Maia Madden

Book Author, Journalist, Blogger

Archive for the tag “immigration”

Young Writers Program

Since my father died, my inner light, the one that helped me see and feel, went out. I lived in a dark space, not unhappy, really, just dim. Shapes had lost their outlines, love had lost its purpose, and all the things that used to matter to me no longer did. Like a moth at twilight, I flitted silently, aimlessly, looking for any bright spot to move toward, searching for a spark that would brighten, however briefly, the nebula of my inner space.

Then I met them, those vulnerable teens struggling to find meaning in a world of uncertainty, the sons and daughters of mostly Mexican immigrants attending SOS, an alternative Watsonville high school for children who would otherwise fail. The message they heard every day was one loud assault. You are not wanted. You are not loved. You are not smart enough, white enough, or rich enough. You don’t belong here. Go back to where you came from. An immigrant myself, I had heard similar messages as a child, but never ones as potent and deadly as those blasting through our country today, landing on young minds like missiles of hatred and defeat.

As part of the Young Writers Program, I was one of the volunteers asked to help the students write about, of all topics, social justice – something they had never experienced. But they had all endured social injustice, and their stories were poignant testaments to its belittling and bewildering consequences.
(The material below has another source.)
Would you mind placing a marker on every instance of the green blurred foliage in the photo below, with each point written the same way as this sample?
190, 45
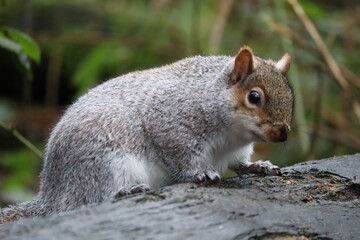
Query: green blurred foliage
86, 42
M was the youngest of thirteen children, a large boy with stooped shoulders and soft brown eyes that darted away when someone spoke to him. He had brothers who had been or were in gangs, and a mother determined to keep him from that path, a mother so strict that he seemed to flinch when the teacher admonished him in any way, in what had to be a learned reaction. He told me he couldn’t write, but then he did, about racism in law enforcement. It took a while for him to get started, and when he finished, after several weeks of effort, he was proud but reluctant to make many changes. Changes would have implied criticism, and criticism would have meant failure, a trigger to total shut down. So I let him shine, as he should but probably seldom did. “I am responsible for everything I do because I am a student,” he wrote, “so why not the police?” Proud that he had finished first, he opened up and helped his friends with ideas and suggestions.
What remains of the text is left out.